Composer avec les conditions humides dans les pâturages

  • 14 nov. 2019
  • 3 min de lecture

L’humidité dans les pâturages est un problème qui touche des éleveurs un peu partout au pays cette année. Toutefois, grâce à une gestion attentive et innovante, tout n’est pas nécessairement perdu pour ces producteurs.

Pâturage planifié

Mike Roberts, gestionnaire de ranch de la coopérative Waldron Ranch Grazing, qui s’étend sur 65 000 acres dans les contreforts de l’Alberta, compte principalement sur le pâturage planifié pour garder ses vastes pâturages en bonne santé.

Nous nous efforçons de reproduire le comportement ancestral des buffles, qui venaient se nourrir et poursuivaient leur chemin.

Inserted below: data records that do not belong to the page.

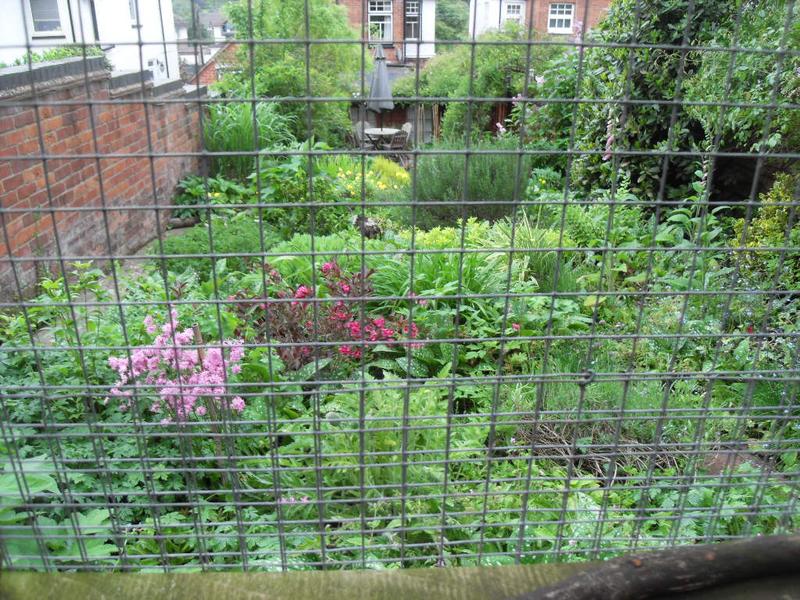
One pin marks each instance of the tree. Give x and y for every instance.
(452, 17)
(281, 69)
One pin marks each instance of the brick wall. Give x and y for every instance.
(597, 9)
(29, 231)
(357, 14)
(213, 69)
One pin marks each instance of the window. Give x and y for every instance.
(46, 17)
(514, 12)
(560, 18)
(380, 20)
(412, 20)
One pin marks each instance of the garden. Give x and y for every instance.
(561, 344)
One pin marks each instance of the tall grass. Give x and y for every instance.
(491, 179)
(229, 128)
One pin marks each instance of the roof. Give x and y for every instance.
(214, 18)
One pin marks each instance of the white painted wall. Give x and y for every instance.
(488, 15)
(118, 35)
(116, 27)
(427, 31)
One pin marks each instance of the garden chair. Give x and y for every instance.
(397, 144)
(409, 129)
(361, 139)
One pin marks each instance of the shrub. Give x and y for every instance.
(768, 227)
(491, 177)
(229, 128)
(285, 180)
(194, 190)
(541, 266)
(296, 322)
(240, 234)
(281, 70)
(182, 382)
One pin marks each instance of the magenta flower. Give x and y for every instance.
(185, 380)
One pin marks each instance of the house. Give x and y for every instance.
(555, 18)
(222, 61)
(117, 26)
(407, 28)
(219, 28)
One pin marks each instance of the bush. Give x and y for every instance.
(240, 234)
(194, 190)
(285, 180)
(491, 177)
(281, 70)
(768, 228)
(229, 128)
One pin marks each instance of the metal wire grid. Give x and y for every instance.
(515, 519)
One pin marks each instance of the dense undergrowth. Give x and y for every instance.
(413, 392)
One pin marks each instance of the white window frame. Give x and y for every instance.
(517, 14)
(378, 10)
(63, 18)
(132, 11)
(414, 15)
(560, 11)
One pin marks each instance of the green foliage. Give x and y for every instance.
(281, 70)
(57, 53)
(752, 79)
(499, 71)
(229, 128)
(492, 177)
(286, 181)
(452, 17)
(240, 234)
(194, 190)
(776, 224)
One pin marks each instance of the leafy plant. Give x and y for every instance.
(244, 127)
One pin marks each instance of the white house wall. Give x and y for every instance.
(427, 31)
(488, 15)
(116, 28)
(118, 35)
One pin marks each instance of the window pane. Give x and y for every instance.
(45, 15)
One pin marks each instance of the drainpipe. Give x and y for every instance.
(163, 36)
(71, 21)
(93, 12)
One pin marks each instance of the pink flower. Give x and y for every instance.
(149, 325)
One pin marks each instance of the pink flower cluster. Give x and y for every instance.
(286, 314)
(293, 500)
(186, 379)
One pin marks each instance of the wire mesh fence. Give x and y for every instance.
(553, 316)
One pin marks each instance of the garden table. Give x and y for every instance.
(374, 134)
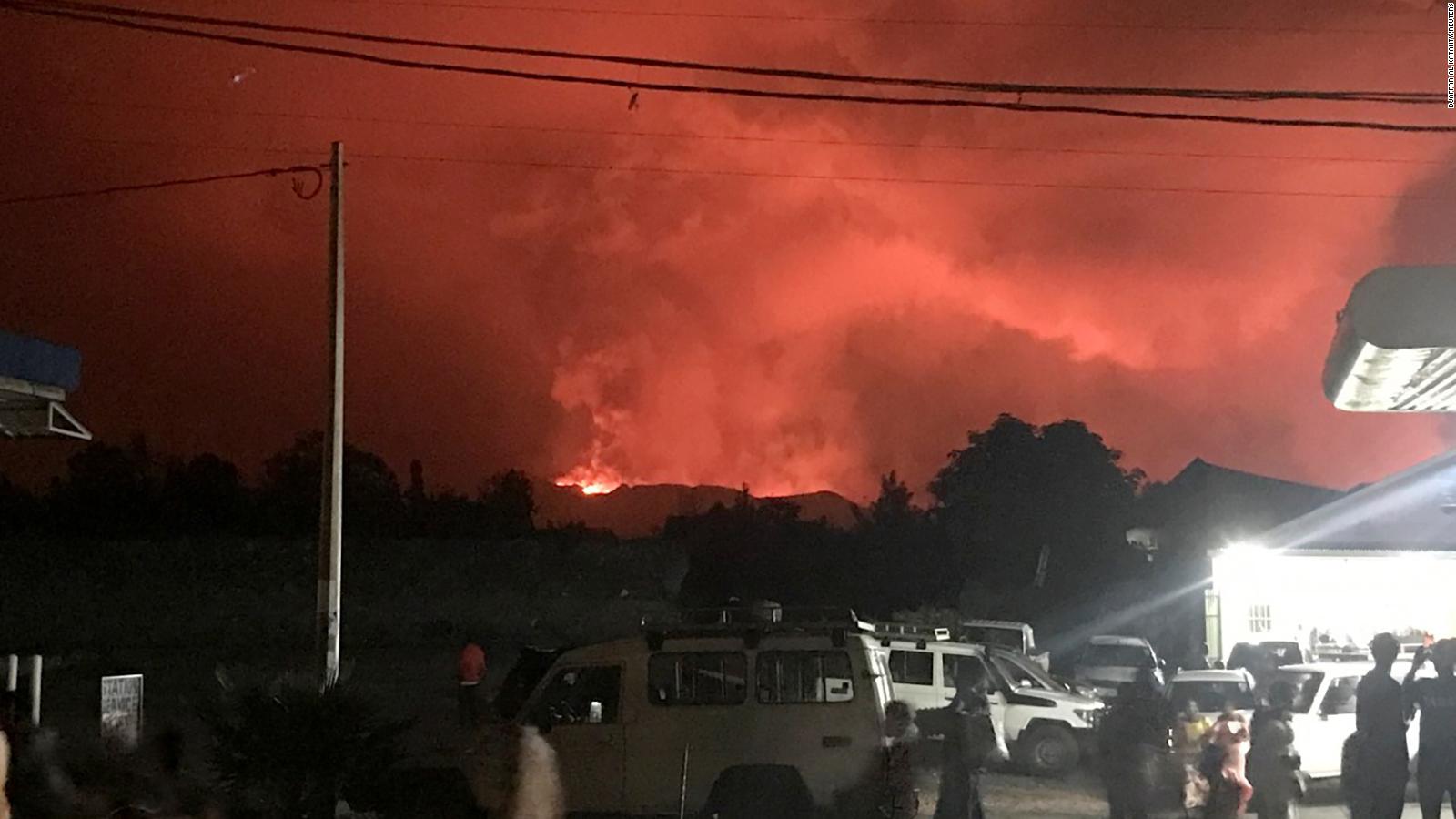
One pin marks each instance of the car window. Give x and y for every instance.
(1341, 697)
(1307, 687)
(912, 668)
(804, 676)
(994, 636)
(1023, 673)
(580, 695)
(1212, 695)
(698, 678)
(951, 662)
(1118, 656)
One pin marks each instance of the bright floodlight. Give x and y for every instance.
(1245, 550)
(1395, 343)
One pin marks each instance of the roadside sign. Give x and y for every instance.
(121, 710)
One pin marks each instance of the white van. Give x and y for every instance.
(1108, 661)
(747, 697)
(1008, 634)
(1046, 724)
(1325, 712)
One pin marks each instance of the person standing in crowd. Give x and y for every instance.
(1436, 700)
(1273, 761)
(970, 742)
(1375, 761)
(1229, 789)
(470, 673)
(897, 797)
(1133, 733)
(1191, 738)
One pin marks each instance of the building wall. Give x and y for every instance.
(1261, 595)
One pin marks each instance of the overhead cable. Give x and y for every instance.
(723, 91)
(935, 84)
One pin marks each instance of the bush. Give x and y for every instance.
(283, 748)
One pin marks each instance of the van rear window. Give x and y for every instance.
(804, 676)
(912, 668)
(698, 678)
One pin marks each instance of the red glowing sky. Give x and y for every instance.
(750, 321)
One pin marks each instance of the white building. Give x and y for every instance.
(1380, 559)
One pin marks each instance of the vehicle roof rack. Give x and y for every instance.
(753, 617)
(910, 632)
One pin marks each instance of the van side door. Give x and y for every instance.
(995, 685)
(581, 705)
(912, 678)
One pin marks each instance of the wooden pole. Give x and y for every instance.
(35, 690)
(682, 793)
(331, 497)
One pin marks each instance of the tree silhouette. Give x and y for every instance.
(108, 490)
(293, 482)
(1016, 490)
(19, 509)
(204, 496)
(509, 504)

Le programme de pâturage le plus intensif de ce ranch compte 4 000 acres divisés en parcelles de 50 acres où M. Roberts et son équipe déplacent les bovins à intervalles de trois jours. Après avoir été broutée, chaque parcelle est mise au repos pour le reste de l’année.

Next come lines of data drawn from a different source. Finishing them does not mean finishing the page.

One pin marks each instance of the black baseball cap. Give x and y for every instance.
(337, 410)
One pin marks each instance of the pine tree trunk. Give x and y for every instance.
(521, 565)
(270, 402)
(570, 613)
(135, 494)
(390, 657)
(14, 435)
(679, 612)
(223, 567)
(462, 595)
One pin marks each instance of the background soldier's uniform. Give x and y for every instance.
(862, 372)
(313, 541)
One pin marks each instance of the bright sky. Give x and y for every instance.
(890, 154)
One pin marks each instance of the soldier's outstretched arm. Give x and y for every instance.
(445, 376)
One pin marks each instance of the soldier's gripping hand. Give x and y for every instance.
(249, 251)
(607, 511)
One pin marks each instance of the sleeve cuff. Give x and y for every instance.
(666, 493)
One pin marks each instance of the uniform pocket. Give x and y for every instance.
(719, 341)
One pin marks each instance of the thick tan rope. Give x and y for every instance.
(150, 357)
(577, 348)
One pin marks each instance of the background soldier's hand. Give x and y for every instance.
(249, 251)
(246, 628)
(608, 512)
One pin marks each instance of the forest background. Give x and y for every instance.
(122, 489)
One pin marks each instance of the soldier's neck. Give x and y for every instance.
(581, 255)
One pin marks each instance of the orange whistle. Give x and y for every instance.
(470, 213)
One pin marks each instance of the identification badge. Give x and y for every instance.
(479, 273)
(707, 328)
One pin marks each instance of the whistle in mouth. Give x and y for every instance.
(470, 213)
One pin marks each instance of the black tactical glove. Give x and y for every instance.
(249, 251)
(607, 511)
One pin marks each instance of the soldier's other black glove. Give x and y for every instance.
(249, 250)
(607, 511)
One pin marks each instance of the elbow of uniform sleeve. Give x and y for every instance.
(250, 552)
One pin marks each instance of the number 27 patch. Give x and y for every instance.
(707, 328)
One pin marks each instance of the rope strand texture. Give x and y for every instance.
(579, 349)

« Nous nous efforçons de reproduire le comportement ancestral des buffles, qui venaient se nourrir et poursuivaient leur chemin. Grâce à cette stratégie, le sol et l’herbe sont au repos et se rétablissent pendant la plus grande partie de l’année. »

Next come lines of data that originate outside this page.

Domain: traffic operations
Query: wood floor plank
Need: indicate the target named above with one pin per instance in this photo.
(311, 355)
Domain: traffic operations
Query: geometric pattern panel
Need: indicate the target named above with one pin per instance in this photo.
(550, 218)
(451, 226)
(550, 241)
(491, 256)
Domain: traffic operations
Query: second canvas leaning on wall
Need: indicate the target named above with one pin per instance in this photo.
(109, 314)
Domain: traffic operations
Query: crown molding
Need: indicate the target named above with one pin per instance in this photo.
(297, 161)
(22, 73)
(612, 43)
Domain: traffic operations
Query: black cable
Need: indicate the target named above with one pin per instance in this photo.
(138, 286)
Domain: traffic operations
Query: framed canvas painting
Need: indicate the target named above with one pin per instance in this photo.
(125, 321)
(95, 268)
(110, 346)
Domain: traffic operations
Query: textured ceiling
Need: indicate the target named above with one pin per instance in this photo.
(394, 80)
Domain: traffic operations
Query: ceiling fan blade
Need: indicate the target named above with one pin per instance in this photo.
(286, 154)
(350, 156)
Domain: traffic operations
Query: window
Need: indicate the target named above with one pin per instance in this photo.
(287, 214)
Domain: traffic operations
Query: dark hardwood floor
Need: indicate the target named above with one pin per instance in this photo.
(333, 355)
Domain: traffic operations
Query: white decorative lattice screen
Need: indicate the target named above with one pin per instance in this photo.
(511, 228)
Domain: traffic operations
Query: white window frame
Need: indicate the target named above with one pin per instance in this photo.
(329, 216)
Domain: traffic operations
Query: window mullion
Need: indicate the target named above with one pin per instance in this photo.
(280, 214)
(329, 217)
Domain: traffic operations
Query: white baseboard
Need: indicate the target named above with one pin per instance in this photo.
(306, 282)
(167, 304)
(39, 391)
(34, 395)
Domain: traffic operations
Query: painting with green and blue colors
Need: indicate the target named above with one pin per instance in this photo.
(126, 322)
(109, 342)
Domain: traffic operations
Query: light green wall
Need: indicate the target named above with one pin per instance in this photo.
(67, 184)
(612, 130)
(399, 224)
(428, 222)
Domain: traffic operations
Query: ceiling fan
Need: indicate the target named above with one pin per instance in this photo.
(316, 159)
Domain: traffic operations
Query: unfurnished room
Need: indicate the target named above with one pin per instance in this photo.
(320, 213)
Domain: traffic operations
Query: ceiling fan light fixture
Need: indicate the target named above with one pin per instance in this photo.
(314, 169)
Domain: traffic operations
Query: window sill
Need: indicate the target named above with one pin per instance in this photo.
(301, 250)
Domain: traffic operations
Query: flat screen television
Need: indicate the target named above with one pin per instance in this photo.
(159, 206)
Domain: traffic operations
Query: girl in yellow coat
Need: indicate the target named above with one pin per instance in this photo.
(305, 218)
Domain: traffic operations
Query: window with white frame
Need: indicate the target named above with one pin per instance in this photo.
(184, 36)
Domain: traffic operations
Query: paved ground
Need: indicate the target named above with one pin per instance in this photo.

M. Roberts protège les zones riveraines des pâturages contre le broutage excessif en installant des clôtures électriques de chaque côté des ruisseaux à environ 200 mètres des rives. Le ranch compte ainsi quelque 80 kilomètres de clôtures électriques.

Le pâturage excessif nuit au système racinaire

Jill Martens, éleveuse de bovins de boucherie de la région de Boissevain, au Manitoba, indique que des pâturages constamment touchés par l’humidité nécessitent des plantes fourragères tolérantes à l’eau. Elle suggère un mélange de semences de plantes tolérantes à la sécheresse et de plantes tolérantes à l’eau « pour pouvoir faire face à tous les imprévus ».

Elle prévient aussi que le pâturage excessif peut endommager le système racinaire.

« Laissez la végétation repousser suffisamment avant de remettre les animaux au pâturage. Un système racinaire en bonne santé se traduit par un engazonnement plus dense qui résiste mieux au piétinement par les sabots dans des conditions humides. De plus, un gazon vigoureux est plus stable et moins sujet au pétrissage. »

Cette année, les conditions humides atteignent aussi l’Ontario.

Joe Dickenson est éleveur de bovins dans la région d’Oil Springs, en Ontario. Environ le quart de ses 125 acres ont été inondés le printemps dernier en raison d’un ruisseau qui a tendance à sortir de son lit. Les inondations se sont poursuivies cet automne. Toute la saison du pâturage s’est déroulée dans l’humidité pour le troupeau de cet éleveur, qui compte 70 têtes de bovins de boucherie de race Simmental.

Pâturage en terrain surélevé

M. Dickenson a pu faire paître son bétail en terrain surélevé jusqu’à ce que le sol argileux lourd de sa ferme absorbe toute l’eau de crue. Il suivait les prévisions météorologiques et déplaçait ses animaux sur des terrains plus élevés si on annonçait de la pluie.

La restriction de l’accès des bovins aux zones sensibles a été un élément clé de sa stratégie de gestion. M. Dickenson a délimité une petite partie de la zone la moins humide comme pâturage, qu’il était prêt à abandonner à ses animaux pour sauver le reste.

« Cela a empêché les bovins de saccager une trop grande superficie », explique M. Dickenson.

Il a aussi recouru au pâturage de balles rondes pour garder les veaux au sec et prévenir les maladies attribuables aux conditions humides. Cette pratique consiste à distribuer des balles lâches aux quatre coins du pâturage. Les bovins vont s’y nourrir, et ce qui reste se transforme en un tapis sec où les animaux peuvent se reposer.

En conclusion

De nombreux producteurs de partout au pays sont aux prises avec des pâturages humides cet automne, conditions qui menacent la vitalité des surfaces en herbe. Certains éleveurs préconisent le pâturage de petites surfaces – suivi d’une période de repos allant jusqu’à un an afin de permettre au sol et à l’herbe de se régénérer – et l’ensemencement d’un mélange de fourrages résistants à l’eau et à la sécheresse pour parer à toute éventualité météorologique.